Weak oversight plagues audits of billions in private assets

From WSJ: Self-regulatory audit system fails to safeguard charities, pension funds and private companies, a WSJ analysis finds.

Six months before Los Angeles-based Shepherd University collapsed into bankruptcy in 2017, accounting firm BW CPA Group Inc. gave the school’s finances a clean bill of health.

State regulators called the audit “grossly deficient,” saying it missed red flags for potential fraud and left numerous errors in the financial statements uncorrected.

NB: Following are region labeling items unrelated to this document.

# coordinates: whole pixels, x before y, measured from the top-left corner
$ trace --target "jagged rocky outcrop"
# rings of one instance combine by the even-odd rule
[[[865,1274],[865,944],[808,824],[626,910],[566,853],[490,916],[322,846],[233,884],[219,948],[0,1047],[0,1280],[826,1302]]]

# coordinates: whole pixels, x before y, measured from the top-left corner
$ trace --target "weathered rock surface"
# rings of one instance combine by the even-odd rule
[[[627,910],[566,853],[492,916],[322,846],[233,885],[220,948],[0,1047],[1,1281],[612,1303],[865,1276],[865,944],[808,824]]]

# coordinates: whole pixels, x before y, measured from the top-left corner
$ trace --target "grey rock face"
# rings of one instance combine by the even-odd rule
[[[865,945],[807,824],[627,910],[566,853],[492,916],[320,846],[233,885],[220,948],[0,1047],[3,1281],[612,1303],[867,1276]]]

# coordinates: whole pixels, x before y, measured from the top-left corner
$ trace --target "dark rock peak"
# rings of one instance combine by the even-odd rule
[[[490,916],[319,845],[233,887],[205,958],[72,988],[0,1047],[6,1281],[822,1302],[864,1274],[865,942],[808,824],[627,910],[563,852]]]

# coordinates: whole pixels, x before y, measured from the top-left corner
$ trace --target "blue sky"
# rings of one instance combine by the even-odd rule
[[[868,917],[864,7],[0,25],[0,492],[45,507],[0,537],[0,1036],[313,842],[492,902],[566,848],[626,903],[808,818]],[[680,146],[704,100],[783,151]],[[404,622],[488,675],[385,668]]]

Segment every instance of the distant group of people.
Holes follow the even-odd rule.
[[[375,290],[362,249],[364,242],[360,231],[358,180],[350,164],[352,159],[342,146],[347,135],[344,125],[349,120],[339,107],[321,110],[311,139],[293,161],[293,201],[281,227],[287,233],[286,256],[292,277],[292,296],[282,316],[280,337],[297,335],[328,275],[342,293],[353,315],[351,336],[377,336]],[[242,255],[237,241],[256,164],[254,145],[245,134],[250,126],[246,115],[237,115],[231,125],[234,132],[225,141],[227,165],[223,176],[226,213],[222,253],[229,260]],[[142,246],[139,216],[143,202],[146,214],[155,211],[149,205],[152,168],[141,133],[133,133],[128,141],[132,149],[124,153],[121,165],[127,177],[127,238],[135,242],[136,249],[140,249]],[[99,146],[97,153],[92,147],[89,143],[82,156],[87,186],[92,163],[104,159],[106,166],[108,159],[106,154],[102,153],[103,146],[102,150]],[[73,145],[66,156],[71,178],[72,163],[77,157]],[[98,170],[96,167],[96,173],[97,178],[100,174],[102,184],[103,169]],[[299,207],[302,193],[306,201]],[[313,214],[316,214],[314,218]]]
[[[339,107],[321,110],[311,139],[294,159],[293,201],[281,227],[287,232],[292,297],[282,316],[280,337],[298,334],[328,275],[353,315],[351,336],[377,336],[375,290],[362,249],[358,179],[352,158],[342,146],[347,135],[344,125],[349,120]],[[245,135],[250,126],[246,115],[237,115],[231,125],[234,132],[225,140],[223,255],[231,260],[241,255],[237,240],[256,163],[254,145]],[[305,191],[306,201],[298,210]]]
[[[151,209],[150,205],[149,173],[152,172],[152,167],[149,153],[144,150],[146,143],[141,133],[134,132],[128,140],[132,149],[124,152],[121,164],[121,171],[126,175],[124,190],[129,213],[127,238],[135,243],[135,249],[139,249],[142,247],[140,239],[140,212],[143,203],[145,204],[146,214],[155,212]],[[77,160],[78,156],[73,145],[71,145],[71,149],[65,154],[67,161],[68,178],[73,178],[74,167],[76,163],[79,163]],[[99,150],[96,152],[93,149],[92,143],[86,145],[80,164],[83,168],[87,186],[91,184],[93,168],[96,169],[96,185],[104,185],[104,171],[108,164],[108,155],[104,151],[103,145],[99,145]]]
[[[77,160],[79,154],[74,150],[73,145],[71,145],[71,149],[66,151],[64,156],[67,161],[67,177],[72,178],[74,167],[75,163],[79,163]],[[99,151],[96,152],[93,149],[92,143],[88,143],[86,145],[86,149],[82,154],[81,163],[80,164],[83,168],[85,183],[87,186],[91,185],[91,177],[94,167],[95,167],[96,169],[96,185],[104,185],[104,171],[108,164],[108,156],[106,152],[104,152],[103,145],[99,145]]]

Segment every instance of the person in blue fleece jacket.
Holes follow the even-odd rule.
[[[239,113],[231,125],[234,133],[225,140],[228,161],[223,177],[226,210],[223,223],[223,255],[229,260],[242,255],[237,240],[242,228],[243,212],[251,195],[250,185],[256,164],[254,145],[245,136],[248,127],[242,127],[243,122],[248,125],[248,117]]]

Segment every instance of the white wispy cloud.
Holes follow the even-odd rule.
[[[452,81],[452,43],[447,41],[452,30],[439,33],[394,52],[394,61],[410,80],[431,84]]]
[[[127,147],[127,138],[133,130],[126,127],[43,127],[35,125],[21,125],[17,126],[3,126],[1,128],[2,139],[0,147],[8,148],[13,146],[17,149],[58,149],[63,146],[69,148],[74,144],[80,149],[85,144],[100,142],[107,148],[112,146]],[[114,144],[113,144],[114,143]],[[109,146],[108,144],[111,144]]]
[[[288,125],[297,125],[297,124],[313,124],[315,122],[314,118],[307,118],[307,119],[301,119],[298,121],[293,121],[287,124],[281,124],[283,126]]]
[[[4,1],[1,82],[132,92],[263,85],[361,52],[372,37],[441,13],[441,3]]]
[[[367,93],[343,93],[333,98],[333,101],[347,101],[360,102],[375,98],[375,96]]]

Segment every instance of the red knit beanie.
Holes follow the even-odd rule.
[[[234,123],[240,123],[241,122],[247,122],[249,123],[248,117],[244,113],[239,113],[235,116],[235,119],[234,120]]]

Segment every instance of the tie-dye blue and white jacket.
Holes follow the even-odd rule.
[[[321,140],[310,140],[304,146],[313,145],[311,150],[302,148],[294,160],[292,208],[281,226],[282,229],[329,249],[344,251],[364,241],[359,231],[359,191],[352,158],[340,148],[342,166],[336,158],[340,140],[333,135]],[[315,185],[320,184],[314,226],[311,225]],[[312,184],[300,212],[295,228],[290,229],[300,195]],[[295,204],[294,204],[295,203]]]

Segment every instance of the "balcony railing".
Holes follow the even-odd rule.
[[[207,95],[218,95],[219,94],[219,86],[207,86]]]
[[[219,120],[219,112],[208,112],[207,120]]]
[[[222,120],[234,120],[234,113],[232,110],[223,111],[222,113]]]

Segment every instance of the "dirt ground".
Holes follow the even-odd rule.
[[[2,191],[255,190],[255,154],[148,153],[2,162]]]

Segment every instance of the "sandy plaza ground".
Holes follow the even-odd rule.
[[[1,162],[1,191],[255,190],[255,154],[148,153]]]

The year before, BW CPA Group failed its second every-three-year peer review in a row, state regulators said.

Until regulators took disciplinary action in 2019, there was no way for the public to know that a fellow auditing firm twice took the rare step of giving a failing grade to BW CPA. The firm was banned from auditing last year.

Firms that audit private entities essentially police each other, often with no public disclosure. A Wall Street Journal analysis of the system shows that auditors give top grades to one another, hardly ever find fault with the biggest accounting firms and often don’t disclose failures among smaller auditors.

Of the firms that disclosed their results, 91% got the highest “pass” grade and only 4% the worst “fail” score on the three-grade scale, the analysis found. None of the biggest 100 firms failed, and 99% of them got the top “pass” score, according to the analysis.